US to welcome more refugees refused by Trump

As part of the process of undoing Trump administration’s tough immigration rules, Biden will announce new refugee policy which would welcome large number of refugees to the country, Associated Press reported.

Earlier Trump had significantly reduced the number of refugees to just 15,000. According to AP, some officials related with this matter said that Biden would increase the number of refugees  to 125,000, AP said.

The officials and others, who spoke on condition of anonymity ahead of the formal announcement, said Biden will make his plan public during a visit to the State Department on Thursday, the report said.

Biden may also address asylum claims for residents of Hong Kong there, according to one official. He indicated during his campaign that he was interested in providing protection to people persecuted by the Chinese government.

The sources said Biden would not necessarily override the record low cap of 15,000 that Trump set for the current budget year. Instead, the 125,000 figure would be proposed for the budget year beginning Oct. 1. The president is required by law to first consult Congress on his plans before making a determination.

Advocates had said that the backlog of tens of thousands of cases by the Trump administration had made it unlikely Biden’s target of resettling 125,000 refugees could be reached this year. It will take time to rebuild the pipeline.
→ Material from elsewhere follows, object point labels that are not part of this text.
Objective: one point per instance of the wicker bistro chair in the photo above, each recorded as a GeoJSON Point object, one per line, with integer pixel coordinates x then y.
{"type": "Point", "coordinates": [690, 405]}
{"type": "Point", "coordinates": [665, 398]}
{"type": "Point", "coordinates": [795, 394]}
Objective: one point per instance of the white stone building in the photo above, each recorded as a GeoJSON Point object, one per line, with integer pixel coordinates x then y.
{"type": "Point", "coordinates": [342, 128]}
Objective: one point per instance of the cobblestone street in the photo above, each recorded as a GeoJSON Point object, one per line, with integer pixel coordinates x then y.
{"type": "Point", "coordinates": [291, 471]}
More than one-third of U.S. resettlement offices were forced to close over the past four years with the drop in refugee arrivals and hundreds of workers were let go.

But some say Biden should not wait to raise the annual target for admissions.

“We hope that President Biden will substantially raise the refugee admissions goal immediately, as he consistently committed to on the campaign trail,” said Sunil Varghese of the New York-based International Refugee Assistance Project. “The president has the authority to raise refugee admissions mid-year to address the many humanitarian crises in the world, including those that have emerged or escalated recently, such as the situation facing pro-Democracy protesters in Hong Kong,” AP reported.

Another issue that may be addressed Thursday is a review of vetting procedures, according to the officials and others.

The Trump administration had put in place extreme background checks that had brought the program to a standstill, advocates say.

The Trump administration also narrowed eligibility this year, restricting which refugees are selected for resettlement to certain categories, including people persecuted because of religion and Iraqis whose assistance to the U.S. put them in danger.

Biden is expected to do away with those categories at some point and have the program return to using the long-standing referral system by the United Nations High Commissioner for Refugees that makes selections based on a person’s need to be resettled, the AP said.